According to one aspect of the invention, an ensemble classifier (“Eclass”) composed of “non-deep” machine learning algorithms providing a set of imaging biomarkers that quantify medically relevant features may be more accountable and more accurate than simply unleashing CNN on the raw images to choose salient features freely. Machine learning-based digital diagnosis for earlier detection is potentially valuable, particularly for high-risk, fast-growing melanomas where a 6-month diagnosis delay may allow growth of a melanoma from 0.052 to 0.120 mm in Breslow thickness, a metastasis risk, and pre-existing theoretical frameworks (e.g. dermoscopy) offer more appropriate machine learning applications in medical imaging because they can translate between machine intelligence and human intelligence.

Thus, in one aspect, the invention is a method of dermoscopic screening of a lesion, comprising the steps of: imaging a lesion on a subject's skin under a set of N illumination spectra to obtain a sequenced set of N images, each said image comprised of image data; wherein the set of N illumination spectra is hyperspectral; calculating at least one of a first type of biomarker and a second type of biomarker, wherein the first type of biomarker comprises M imaging biomarker values and is calculated by transforming said image data of said N images into said M imaging biomarker values; wherein the first type of imaging biomarker value varies as a function of the N illumination spectra; and wherein the second type of biomarker is calculated from all of said N illumination spectra at each pixel, so that said second type of biomarker has only one value for said N illumination spectra at each pixel; and applying a trained transformation algorithm to transform at least one of the first type of biomarker and the second type of biomarker into a classification indicating the likelihood that the lesion is a skin disease.

In embodiments, both the first type of biomarker and the second type of biomarker are calculated, and the trained transformation algorithm is applied to both the first and second types to obtain said classification.

In embodiments, the trained transformation algorithm comprises one, some or preferably all of the following non-deep learning algorithms applied to said first and/or second type biomarkers to obtain said classification: (1) logistic regression; (2) feed-forward neural networks with a single hidden layer; (3) linear and support vector machines radial (SVM); (4) decision tree algorithm for classification problems; (5) Random Forests; (6) linear discriminant analysis (LDA); (7) K-nearest neighbors algorithm (KNN); and (8) Naive Bayes algorithm. As described below, these “non-deep” machine learning “Eclass” transformation algorithms may be used instead of deep learning algorithms such as convolutional neural network (CNN). As broadly understood, however, “transformation algorithm” may include both types, Eclass and “deep learning” algorithms.

In embodiments of the invention, a second type of biomarker includes blood volume fraction (BVF) and oxygen saturation (O2-Sat) to evaluate the metabolic state of tissue in the lesion.
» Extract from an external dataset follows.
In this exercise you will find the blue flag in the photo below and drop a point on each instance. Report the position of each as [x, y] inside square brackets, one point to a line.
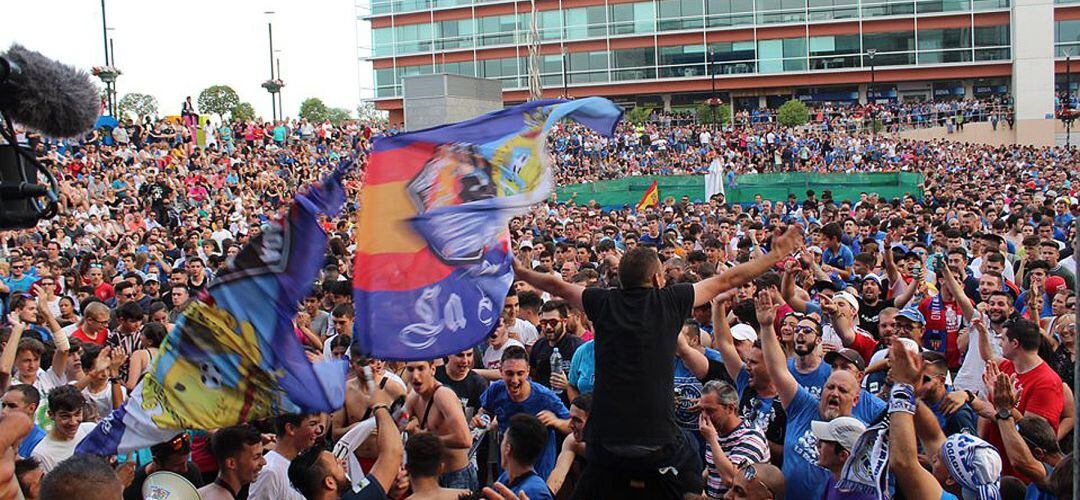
[233, 356]
[433, 261]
In embodiments, a center frequency of a first spectrum of said set of N illumination spectra is separated from a center frequency of an adjacent second spectrum by approximately a half-power bandwidth of said first spectrum, such that when the N illumination spectra are normalized to have an area of unity, the first spectrum and the second spectrum intersect at respective half-power points, as described below.

In embodiments, the spectra of the individual LEDs in the system may be selected by selecting each of the N illumination spectra by dividing an entire wavelength range of said spectra into wavelength segments each approximately equal to a half-power bandwidth of one of said illumination spectra, and using an illumination source emitting at a wavelength in said segment.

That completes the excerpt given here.